FITのような固定買取制度ではなく、売電先である再エネ発電事業者が、卸売市場で売電した時の売電価格に応じて一定のプレミアム(補助額)を上乗せする方式です。
分かりやすく説明すると「基準価格(FIP価格)+プレミアム」が売電した場合に得られる金額となります。
気になる制度開始時のFIP基準価格ですが、現行のFIT制度の調達価格を踏襲するとされています。
ですから2022年度については10kwh以上で10~11円、未満で17円です。
これに、プレミア分が加算されます。
プレミア計算は1ヶ月単位で期待値収入などを参考に見直される「参照価格」と「基準価格(FIP価格)」の差額とされています。
さらに詳しく説明すれば、参照価格は市場価格等により機械的に決定される価格のことです。
これにより個人・法人ともに、再エネに投資するインセンティブが確保されることになります。
電力需要と供給のバランスに応じて変動する市場価格を意識して、自己消費に回すか売電するかを選択することにより、最大の恩恵が受けられる構図です。
ここで、FIT期間終了時に慌てて設置する必要はないと解説した「蓄電池」が登場します。
自己消費を有効に活用するためには、蓄電池の設置が必須だからです。
市場動向を注視する手間は必要ですが、インセンティブを意識しながら最大限活用すれば、新規で太陽光発電システムを導入した場合の採算ラインは飛躍的に高まります。
制度改正されたいまだからこそ、新設に限りはしますが「太陽光発電システム+蓄電池」が最強の組み合わせであると言えるでしょう。
まとめ
今回は図らずも、長い解説記事になってしまいました。
表面上でFIP制度を解説するのは簡単ですが、制度が導入されるまでの経緯も含め、なぜ新設にメリットがあるか、またFIT期間が終了した世帯においては、甘言やブームに乗せられずに充分に検討してから蓄電池などの導入を検討していただきたいという思いがあったからです。
筆者はブームとなった2012年には太陽光発電システムに関して、制度構築も含め太陽光発電システムの導入促進やコンサルティングを実施してきたという経歴があります。
そのような経緯から筆者のもとには太陽光に関しての相談もよく寄せられるのですが、そのなかに「FIT(固定価格買取制度)が終了したので、同じ設備でFIPへの申込みは可能か?」というものがあります。
残念ながら、原則として受け付けられません。
ただし、小売電気会社等に直接売電することは可能です。
その場合にはFIPとは異なりプレミアが加算されることはありませんし、売価も小売電気会社等との取り決めで決定されますので売電価格は安く、自己消費で使用するほうが得です。
FIPの恩恵が受けられるのは、あくまでも新規で設備を設置、事業計画認定を取得した場合のみです。

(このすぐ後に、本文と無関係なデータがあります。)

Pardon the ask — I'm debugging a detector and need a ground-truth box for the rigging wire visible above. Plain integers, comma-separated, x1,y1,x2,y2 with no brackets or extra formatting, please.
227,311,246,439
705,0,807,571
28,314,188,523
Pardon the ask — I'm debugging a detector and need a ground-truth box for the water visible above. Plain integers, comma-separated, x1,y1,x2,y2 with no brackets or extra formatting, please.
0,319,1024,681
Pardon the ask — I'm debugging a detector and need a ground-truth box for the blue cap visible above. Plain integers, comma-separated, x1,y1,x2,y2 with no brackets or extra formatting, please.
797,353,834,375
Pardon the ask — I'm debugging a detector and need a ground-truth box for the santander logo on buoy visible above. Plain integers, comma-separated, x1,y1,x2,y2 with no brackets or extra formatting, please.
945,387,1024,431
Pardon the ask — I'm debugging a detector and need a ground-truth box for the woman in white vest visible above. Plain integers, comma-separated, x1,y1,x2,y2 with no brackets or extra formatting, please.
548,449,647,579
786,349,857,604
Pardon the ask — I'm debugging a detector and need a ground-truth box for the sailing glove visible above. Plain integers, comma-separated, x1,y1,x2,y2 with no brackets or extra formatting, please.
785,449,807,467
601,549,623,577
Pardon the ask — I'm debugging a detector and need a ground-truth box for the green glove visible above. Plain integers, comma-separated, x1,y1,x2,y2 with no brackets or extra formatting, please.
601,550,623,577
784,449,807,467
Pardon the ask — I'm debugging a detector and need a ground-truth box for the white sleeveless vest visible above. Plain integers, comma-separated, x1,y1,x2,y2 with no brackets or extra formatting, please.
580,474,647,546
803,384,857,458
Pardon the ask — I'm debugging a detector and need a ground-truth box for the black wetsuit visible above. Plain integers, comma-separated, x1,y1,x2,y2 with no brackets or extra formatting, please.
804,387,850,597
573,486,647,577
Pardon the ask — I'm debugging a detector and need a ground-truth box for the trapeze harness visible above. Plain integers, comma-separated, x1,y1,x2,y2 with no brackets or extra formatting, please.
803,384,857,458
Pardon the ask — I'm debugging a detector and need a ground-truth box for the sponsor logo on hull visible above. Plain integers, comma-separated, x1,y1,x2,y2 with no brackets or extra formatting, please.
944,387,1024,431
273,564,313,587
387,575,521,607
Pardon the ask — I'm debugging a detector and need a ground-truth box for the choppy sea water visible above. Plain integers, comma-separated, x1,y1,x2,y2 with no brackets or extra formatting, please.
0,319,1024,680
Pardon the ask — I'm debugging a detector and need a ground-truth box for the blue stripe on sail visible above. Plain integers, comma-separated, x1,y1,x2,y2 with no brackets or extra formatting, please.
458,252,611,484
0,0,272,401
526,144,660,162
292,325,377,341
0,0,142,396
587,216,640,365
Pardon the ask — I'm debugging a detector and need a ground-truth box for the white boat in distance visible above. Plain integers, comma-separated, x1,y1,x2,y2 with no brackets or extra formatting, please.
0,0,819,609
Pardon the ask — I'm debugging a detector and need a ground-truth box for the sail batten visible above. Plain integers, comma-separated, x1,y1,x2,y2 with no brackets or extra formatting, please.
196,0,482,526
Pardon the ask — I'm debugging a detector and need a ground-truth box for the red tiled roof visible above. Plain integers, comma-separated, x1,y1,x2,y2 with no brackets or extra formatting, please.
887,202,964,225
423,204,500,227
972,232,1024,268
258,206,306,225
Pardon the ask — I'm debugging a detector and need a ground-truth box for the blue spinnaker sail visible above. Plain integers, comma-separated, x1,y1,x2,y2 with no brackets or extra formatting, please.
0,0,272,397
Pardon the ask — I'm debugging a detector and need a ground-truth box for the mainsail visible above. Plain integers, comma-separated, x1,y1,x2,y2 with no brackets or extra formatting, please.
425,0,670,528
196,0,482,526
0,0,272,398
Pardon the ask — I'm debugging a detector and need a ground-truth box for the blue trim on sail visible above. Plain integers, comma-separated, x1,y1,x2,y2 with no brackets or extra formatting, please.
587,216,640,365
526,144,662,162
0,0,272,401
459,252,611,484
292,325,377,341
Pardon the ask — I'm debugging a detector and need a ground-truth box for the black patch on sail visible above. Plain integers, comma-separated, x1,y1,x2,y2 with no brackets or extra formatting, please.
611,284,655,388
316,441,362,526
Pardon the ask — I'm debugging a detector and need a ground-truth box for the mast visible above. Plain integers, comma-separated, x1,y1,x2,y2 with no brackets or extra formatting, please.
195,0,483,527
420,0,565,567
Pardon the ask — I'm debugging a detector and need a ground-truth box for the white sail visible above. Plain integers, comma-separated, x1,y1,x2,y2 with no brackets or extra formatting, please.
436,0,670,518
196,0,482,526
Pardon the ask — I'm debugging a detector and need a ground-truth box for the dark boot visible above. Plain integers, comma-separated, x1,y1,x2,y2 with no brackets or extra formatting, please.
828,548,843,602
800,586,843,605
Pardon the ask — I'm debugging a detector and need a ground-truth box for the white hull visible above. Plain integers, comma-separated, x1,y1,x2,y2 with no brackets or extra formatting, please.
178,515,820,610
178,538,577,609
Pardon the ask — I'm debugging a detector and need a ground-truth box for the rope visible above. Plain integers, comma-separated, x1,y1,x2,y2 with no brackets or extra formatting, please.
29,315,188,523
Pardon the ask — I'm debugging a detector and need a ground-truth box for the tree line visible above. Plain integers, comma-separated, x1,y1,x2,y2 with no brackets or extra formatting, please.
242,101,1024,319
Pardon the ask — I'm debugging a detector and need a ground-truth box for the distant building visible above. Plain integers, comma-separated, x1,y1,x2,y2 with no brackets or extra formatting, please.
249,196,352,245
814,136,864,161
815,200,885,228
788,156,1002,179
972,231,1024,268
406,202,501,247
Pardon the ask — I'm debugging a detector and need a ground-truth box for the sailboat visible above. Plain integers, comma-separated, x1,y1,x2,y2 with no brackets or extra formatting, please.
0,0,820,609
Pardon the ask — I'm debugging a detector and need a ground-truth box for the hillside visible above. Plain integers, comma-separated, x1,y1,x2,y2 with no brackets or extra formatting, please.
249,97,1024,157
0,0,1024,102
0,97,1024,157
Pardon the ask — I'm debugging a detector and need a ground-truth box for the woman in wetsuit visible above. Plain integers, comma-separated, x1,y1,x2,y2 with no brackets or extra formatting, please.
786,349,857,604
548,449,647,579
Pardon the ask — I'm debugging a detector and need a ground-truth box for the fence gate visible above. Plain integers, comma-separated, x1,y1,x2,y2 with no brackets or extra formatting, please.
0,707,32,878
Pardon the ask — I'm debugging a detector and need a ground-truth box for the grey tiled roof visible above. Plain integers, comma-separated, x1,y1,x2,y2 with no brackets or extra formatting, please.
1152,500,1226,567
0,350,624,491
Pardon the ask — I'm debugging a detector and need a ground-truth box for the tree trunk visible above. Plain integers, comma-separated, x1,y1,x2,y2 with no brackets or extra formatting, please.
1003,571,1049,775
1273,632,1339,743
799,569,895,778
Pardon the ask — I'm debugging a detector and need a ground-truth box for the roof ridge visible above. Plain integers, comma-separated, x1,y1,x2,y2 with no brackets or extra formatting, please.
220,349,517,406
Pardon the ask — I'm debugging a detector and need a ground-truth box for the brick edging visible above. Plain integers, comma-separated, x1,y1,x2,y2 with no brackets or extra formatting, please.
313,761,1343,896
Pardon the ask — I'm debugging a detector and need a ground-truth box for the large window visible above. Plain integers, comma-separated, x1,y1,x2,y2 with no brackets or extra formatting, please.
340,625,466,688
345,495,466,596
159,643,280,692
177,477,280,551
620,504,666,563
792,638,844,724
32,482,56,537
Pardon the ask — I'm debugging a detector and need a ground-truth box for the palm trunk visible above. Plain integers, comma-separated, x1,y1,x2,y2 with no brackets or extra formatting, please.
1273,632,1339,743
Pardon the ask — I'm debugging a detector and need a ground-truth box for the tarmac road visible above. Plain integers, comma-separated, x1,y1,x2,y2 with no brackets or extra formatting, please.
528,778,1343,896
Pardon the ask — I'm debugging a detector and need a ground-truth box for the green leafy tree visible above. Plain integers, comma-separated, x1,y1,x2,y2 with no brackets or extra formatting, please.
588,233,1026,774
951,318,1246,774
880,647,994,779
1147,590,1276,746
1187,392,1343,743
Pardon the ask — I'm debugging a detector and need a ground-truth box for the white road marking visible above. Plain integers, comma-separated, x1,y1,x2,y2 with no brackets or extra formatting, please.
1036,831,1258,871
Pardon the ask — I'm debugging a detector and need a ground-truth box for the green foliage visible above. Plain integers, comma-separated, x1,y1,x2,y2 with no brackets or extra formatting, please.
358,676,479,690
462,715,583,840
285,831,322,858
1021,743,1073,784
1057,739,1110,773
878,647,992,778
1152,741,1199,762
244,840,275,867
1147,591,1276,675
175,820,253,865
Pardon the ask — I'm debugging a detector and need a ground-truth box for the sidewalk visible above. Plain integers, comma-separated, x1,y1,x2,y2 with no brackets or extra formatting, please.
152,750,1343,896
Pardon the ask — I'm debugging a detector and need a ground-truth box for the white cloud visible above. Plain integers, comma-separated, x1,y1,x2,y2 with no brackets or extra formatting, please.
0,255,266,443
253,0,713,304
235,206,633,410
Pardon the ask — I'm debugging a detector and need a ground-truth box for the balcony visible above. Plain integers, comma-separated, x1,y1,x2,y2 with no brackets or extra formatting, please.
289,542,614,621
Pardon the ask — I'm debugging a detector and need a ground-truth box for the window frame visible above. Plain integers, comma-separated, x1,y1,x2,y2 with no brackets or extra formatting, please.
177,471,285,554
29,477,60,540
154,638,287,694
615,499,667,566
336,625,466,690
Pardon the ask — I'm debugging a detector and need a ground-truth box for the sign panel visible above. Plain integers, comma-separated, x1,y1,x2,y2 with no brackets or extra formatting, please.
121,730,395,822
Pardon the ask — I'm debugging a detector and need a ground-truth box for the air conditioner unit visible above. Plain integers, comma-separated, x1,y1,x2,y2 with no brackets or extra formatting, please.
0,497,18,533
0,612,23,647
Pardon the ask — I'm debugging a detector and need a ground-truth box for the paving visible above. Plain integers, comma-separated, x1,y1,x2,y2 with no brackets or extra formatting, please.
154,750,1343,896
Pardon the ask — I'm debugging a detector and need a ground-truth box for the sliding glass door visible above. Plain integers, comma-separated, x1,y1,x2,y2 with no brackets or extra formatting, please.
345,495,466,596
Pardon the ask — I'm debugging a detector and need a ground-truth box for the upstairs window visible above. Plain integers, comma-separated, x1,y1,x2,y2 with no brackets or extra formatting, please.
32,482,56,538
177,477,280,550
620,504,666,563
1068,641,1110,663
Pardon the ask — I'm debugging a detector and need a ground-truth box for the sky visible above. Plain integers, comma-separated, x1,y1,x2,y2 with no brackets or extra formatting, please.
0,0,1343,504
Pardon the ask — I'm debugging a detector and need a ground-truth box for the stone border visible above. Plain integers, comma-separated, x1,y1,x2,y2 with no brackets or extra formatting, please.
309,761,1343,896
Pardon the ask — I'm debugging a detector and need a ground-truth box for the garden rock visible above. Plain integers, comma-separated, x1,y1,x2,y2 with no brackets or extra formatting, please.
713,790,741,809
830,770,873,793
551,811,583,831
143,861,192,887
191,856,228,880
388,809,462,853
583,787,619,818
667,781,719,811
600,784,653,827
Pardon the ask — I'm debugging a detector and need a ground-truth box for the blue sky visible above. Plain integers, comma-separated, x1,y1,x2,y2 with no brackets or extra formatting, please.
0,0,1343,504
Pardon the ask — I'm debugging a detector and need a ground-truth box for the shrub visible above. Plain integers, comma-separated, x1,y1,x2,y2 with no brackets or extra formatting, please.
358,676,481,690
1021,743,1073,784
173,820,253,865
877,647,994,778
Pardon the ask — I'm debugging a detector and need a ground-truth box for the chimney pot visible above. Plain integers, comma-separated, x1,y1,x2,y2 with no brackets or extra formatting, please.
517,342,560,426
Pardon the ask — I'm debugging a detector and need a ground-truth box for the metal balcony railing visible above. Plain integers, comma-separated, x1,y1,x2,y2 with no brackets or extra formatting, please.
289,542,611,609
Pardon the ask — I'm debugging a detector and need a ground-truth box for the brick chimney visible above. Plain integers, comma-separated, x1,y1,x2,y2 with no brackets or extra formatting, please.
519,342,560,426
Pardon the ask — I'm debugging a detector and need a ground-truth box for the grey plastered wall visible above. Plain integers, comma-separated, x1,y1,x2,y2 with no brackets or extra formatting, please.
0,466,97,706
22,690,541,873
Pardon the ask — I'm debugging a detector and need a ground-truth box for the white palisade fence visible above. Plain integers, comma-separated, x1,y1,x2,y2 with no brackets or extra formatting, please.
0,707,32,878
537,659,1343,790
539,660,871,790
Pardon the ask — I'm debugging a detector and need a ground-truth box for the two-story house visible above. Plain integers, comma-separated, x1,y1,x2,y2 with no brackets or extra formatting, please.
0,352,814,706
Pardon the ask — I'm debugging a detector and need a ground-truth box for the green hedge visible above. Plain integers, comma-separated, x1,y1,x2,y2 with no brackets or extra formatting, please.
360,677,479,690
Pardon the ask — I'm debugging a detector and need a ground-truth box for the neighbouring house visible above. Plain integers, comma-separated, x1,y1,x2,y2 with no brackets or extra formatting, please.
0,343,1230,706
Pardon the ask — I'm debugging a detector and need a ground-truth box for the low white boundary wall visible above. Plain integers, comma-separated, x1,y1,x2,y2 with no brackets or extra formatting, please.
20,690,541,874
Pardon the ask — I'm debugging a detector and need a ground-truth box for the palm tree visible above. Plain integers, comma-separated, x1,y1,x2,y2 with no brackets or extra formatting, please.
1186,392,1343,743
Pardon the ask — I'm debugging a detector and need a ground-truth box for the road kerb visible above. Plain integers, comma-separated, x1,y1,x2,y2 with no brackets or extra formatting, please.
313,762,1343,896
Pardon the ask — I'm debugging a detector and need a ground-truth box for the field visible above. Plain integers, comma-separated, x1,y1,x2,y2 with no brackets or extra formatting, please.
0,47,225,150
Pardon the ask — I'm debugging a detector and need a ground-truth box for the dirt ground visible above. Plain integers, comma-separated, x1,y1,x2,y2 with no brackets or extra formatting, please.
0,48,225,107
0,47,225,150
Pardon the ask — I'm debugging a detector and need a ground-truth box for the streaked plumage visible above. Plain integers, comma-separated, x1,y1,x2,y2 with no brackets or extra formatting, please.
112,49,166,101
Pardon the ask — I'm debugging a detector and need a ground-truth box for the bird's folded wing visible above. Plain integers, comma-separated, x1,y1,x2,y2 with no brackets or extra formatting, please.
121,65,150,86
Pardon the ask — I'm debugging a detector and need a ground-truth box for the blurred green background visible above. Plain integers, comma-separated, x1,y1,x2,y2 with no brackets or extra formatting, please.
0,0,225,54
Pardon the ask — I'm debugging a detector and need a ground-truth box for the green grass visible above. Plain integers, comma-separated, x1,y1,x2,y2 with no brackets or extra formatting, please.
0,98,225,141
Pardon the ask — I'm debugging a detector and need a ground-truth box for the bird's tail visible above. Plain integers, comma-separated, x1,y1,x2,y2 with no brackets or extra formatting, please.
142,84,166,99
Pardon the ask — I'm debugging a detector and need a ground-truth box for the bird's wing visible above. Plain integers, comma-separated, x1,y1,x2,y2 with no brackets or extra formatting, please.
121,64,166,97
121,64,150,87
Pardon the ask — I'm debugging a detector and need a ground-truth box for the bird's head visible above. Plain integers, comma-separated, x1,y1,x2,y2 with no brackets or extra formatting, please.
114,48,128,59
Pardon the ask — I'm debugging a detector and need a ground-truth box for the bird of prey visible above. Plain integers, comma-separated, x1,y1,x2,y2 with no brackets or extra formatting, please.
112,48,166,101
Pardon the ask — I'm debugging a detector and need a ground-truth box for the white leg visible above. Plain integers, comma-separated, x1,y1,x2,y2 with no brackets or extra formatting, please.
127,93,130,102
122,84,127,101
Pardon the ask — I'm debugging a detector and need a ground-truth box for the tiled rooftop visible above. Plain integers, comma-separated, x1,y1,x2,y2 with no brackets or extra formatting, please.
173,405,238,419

新たに太陽光発電設備を設置する場合にも、10kwh以上の太陽光発電設備については発電事業終了後の廃棄物費用の積立が2018年4月から義務付けされています。
そのため廃棄物に係る費用総額の算定も含めた事業計画書の提出が必要とされますので、一般家庭の場合には10kwh未満の搭載量で検討したほうが良いでしょう。
いずれにしても今年度、2022年4月からFIP制度が開始されます。
私たち不動産業者も顧客からの問い合わせに備え、ある程度の知識拡充は必要であると言えるでしょう。